Markus Krall und Marc Friedrich unterhalten sich im folgenden Gespräch über die aktuelle Krise, den möglicherweise anstehenden großen Crash, und die Zeit danach. Einig sind sich die beiden, dass es 2021 los gehen wird mit dem wirtschaftlichen Zusammenbruch. Markus Krall formuliert es recht klar, dass die Wirtschaftskrise längst da sei. Sie sei nur noch nicht bilanziert worden. Durch Maßnahmen wie die Aussetzung der Insolvenzantragspflicht sei die Krise bei Unternehmen und in Bankbilanzen nur noch nicht richtig transparent sichtbar.

Markus Krall und Marc Friedrich sehen die Hyperinflation

Markus Krall kann man aufgrund seiner zahlreichen Tweets über die Corona-Maßnahmen der Politik kritisch betrachten. Das sollte Kommentatoren und geneigte Beobachter aber nicht davon abhalten, seinen höchst interessanten Aussagen zur wirtschaftlichen Gesamtsituation zuzuhören, die er seit Monaten öffentlich präsentiert. Denn er ist absoluter Bankeninsider, und hat die letzten Jahre eine große Bankenkrise vorhergesagt. Zusammen mit Marc Friedrich bespricht er im folgenden Video Punkt für Punkt wichtiger Themen rund um die aktuelle Krise und zukünftige Entwicklungen.
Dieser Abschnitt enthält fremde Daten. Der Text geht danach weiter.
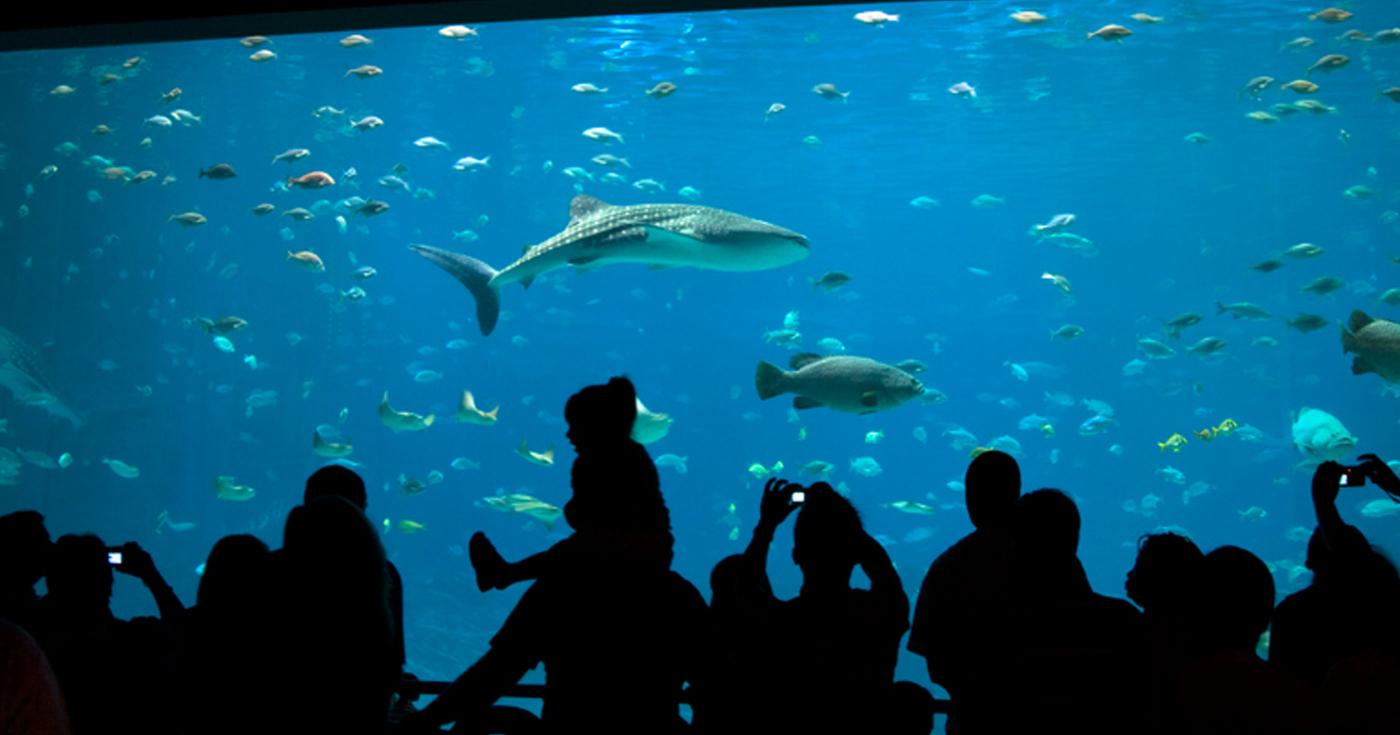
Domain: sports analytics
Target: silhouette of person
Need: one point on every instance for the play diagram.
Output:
(24, 549)
(335, 480)
(30, 697)
(618, 632)
(829, 654)
(1073, 655)
(331, 627)
(1228, 688)
(107, 667)
(220, 674)
(1336, 633)
(959, 618)
(1165, 583)
(601, 419)
(1353, 598)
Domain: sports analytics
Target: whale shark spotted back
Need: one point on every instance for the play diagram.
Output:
(21, 373)
(601, 234)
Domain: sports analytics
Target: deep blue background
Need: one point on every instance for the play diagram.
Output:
(1059, 125)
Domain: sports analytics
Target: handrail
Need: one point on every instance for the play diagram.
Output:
(415, 688)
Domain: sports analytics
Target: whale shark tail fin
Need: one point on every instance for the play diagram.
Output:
(475, 275)
(769, 381)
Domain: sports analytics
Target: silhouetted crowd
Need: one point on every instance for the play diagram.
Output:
(308, 637)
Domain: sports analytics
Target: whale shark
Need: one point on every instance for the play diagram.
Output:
(598, 234)
(21, 373)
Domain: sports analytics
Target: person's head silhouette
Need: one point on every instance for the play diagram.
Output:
(616, 487)
(1166, 570)
(79, 571)
(826, 536)
(601, 415)
(1236, 598)
(991, 487)
(335, 480)
(24, 549)
(231, 570)
(1046, 527)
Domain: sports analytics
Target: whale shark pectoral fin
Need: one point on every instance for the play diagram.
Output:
(630, 234)
(476, 276)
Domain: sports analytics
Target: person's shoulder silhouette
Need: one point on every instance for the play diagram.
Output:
(25, 548)
(961, 615)
(1228, 688)
(1075, 653)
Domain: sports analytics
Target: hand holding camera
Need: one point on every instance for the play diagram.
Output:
(130, 559)
(780, 499)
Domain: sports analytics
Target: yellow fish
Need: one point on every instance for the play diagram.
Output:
(468, 413)
(1173, 443)
(539, 510)
(543, 459)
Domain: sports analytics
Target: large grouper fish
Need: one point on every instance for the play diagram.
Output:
(842, 382)
(599, 234)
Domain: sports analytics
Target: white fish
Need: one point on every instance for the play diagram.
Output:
(122, 469)
(457, 32)
(469, 163)
(429, 142)
(674, 462)
(875, 17)
(1381, 508)
(865, 466)
(962, 88)
(602, 135)
(650, 427)
(1171, 475)
(1319, 436)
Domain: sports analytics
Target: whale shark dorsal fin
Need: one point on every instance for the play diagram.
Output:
(584, 205)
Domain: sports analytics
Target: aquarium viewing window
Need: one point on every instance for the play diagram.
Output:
(1152, 256)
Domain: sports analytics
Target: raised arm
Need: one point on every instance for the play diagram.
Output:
(139, 563)
(1341, 538)
(473, 692)
(774, 507)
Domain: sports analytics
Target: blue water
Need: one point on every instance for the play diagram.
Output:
(1059, 125)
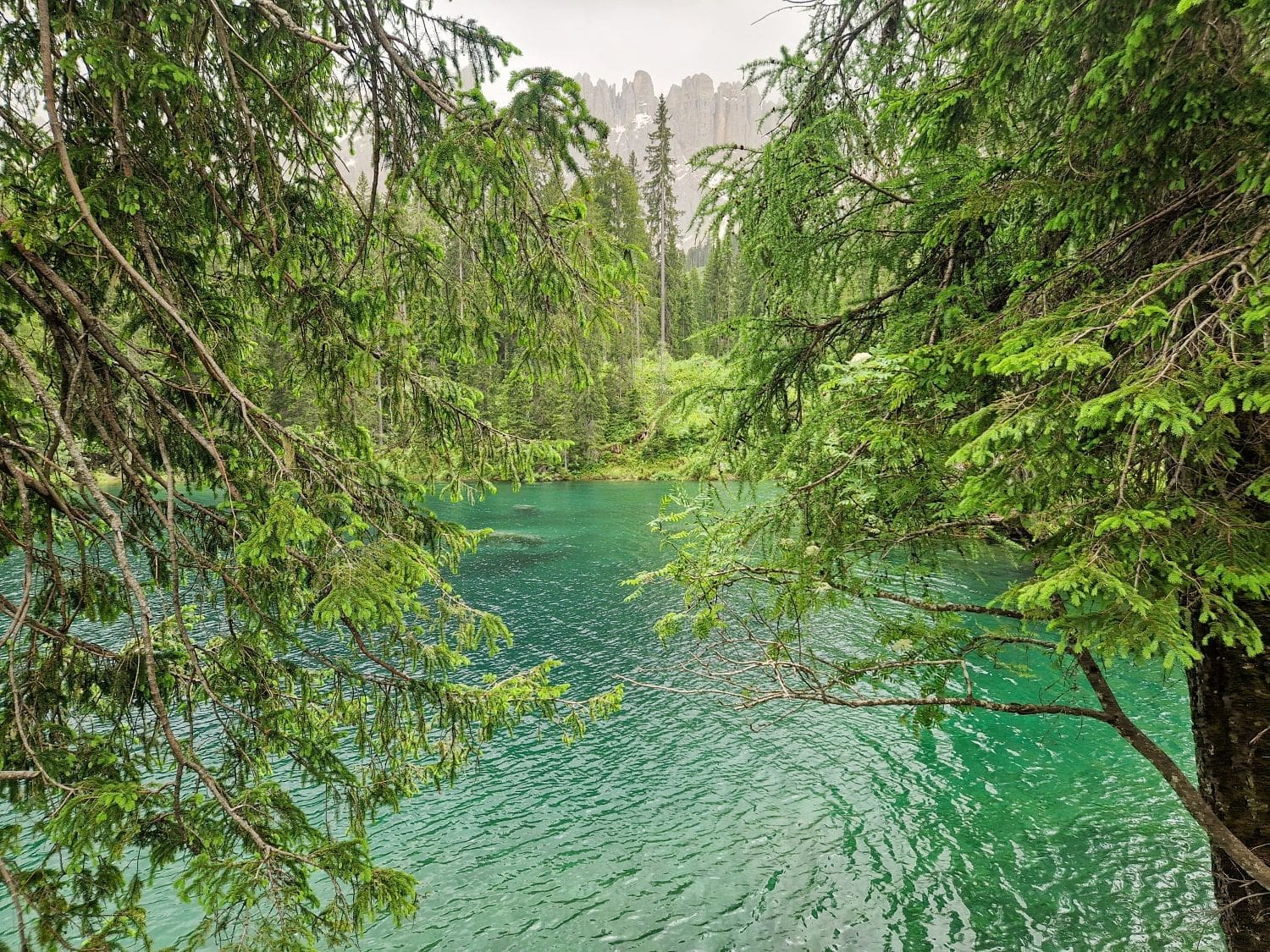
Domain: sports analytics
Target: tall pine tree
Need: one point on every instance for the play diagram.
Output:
(660, 202)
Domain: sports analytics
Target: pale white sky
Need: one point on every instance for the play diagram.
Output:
(612, 38)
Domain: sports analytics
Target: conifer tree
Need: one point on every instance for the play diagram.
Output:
(193, 300)
(1015, 261)
(660, 202)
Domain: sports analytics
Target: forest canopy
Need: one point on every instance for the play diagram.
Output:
(1013, 267)
(218, 592)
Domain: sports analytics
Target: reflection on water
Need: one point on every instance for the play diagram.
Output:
(680, 824)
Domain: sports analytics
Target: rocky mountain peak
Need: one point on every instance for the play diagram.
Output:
(701, 116)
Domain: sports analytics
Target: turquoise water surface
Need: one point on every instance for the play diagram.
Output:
(681, 824)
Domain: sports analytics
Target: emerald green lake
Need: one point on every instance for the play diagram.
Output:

Wichtig ist, was die nächsten Quartale passieren wird. Einig sind sich Marc Friedrich und Markus Krall, dass wir derzeit in einer deflationären Phase sind, auf die zwingend eine kräftige Inflation folgen soll. Nur wie schnell die Preise in eine Hyperinflation umschlagen, das könne man nicht genau vorhersehen. Entscheidend hierbei ist unter anderem, wann die Geldumlaufgeschwindigkeit anspringen müsste. Sehen Sie beim Klick an dieser Stelle genau zu diesem Punkt interessante Ausführungen von Hans-Werner Sinn.

Die EZB als großes Problem

Ein wichtiger Punkt im Gespräch zwischen Markus Krall und Marc Friedrich ist auch die zentral wichtige Rolle der EZB. Sie arbeite derzeit am digitalen Euro. Die EZB wisse, dass eine Hyperinflation (hier die Begriffserklärung) drohe. Sie wisse auch, dass die Leute aus dem Geld fliehen würden, wenn sie das Vertrauen darin verlieren. Mit einem digitalen Euro hätte die EZB Kontrolle über das gesamte Konsumverhalten der Menschen, und könnte zum Beispiel bestimmen, wie viel Geld die Bürger maximal in einem bestimmten Zeitraum ausgeben dürfen. Die Rolle der EZB insgesamt sehen die beiden grundsätzlich mehr als kritisch.

Der große Knall

Markus Krall macht wenig bis gar keine Hoffnung auf eine Rettung unseres jetzigen bestehenden Geldsystems. Der große Crash werde kommen. Je länger EZB und Politik die Probleme hinauszögern würden, desto schlimmer werde der unausweichliche große Knall sein. Immer mehr gesunde Firmen würden sich derzeit anstecken, weil sie als Lieferant zum Beispiel unwissentlich Forderungen gegenüber Zombieunternehmen aufbauen würden, die Forderungen nicht begleichen können. Auch wenn man die Aussicht der beiden auf eine Hyperinflation und einen großen Systemkollaps nicht zwingend teilen muss, so sind ihre Ausführungen und die Zustandsbeschreibungen der aktuellen Lage doch hochinteressant!